Rain Terraces (Trapping Rain Water) Problem

Given an array of non-negative integers representing terraces in an elevation map where the width of each bar is 1, compute how much water it is able to trap after raining.

Rain Terraces

Examples

Example #1

  1. Input: arr[] = [2, 0, 2]
  2. Output: 2
  3. Structure is like below:
  4. | |
  5. |_|
  6. We can trap 2 units of water in the middle gap.

Example #2

  1. Input: arr[] = [3, 0, 0, 2, 0, 4]
  2. Output: 10
  3. Structure is like below:
  4. |
  5. | |
  6. | | |
  7. |__|_|
  8. We can trap "3*2 units" of water between 3 an 2,
  9. "1 unit" on top of bar 2 and "3 units" between 2
  10. and 4. See below diagram also.

Example #3

  1. Input: arr[] = [0, 1, 0, 2, 1, 0, 1, 3, 2, 1, 2, 1]
  2. Output: 6
  3. Structure is like below:
  4. |
  5. | || |
  6. _|_||_||||||
  7. Trap "1 unit" between first 1 and 2, "4 units" between
  8. first 2 and 3 and "1 unit" between second last 1 and last 2.

The Algorithm

An element of array can store water if there are higher bars on left and right. We can find amount of water to be stored in every element by finding the heights of bars on left and right sides. The idea is to compute amount of water that can be stored in every element of array. For example, consider the array [3, 0, 0, 2, 0, 4], We can trap “3*2 units” of water between 3 an 2, “1 unit” on top of bar 2 and “3 units” between 2 and 4. See below diagram also.

Approach 1: Brute force

Intuition

For each element in the array, we find the maximum level of water it can trap after the rain, which is equal to the minimum of maximum height of bars on both the sides minus its own height.

Steps

  • Initialize answer = 0
  • Iterate the array from left to right:
    • Initialize max_left = 0 and max_right = 0
    • Iterate from the current element to the beginning of array updating: max_left = max(max_left, height[j])
    • Iterate from the current element to the end of array updating: max_right = max(max_right, height[j])
    • Add min(max_left, max_right) − height[i] to answer

Complexity Analysis

Time complexity: O(n^2). For each element of array, we iterate the left and right parts.

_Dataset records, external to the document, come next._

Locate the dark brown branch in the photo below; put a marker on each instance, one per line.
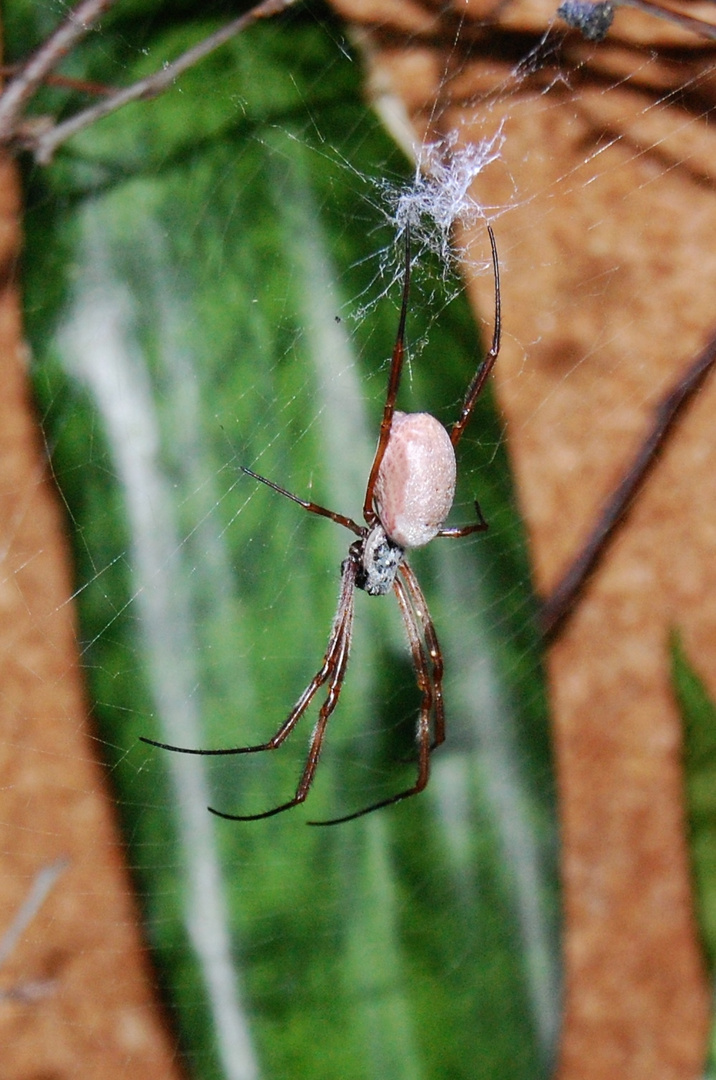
(45, 143)
(557, 607)
(38, 67)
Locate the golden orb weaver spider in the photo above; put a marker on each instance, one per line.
(408, 496)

Auxiliary space complexity: O(1) extra space.

Approach 2: Dynamic Programming

Intuition

In brute force, we iterate over the left and right parts again and again just to find the highest bar size up to that index. But, this could be stored. Voila, dynamic programming.

So we may pre-compute highest bar on left and right of every bar in O(n) time. Then use these pre-computed values to find the amount of water in every array element.

The concept is illustrated as shown:

DP Trapping Rain Water

Steps

  • Find maximum height of bar from the left end up to an index i in the array left_max.
  • Find maximum height of bar from the right end up to an index i in the array right_max.
  • Iterate over the height array and update answer:
    • Add min(max_left[i], max_right[i]) − height[i] to answer.

Complexity Analysis

Time complexity: O(n). We store the maximum heights upto a point using 2 iterations of O(n) each. We finally update answer using the stored values in O(n).

Auxiliary space complexity: O(n) extra space. Additional space for left_max and right_max arrays than in Approach 1.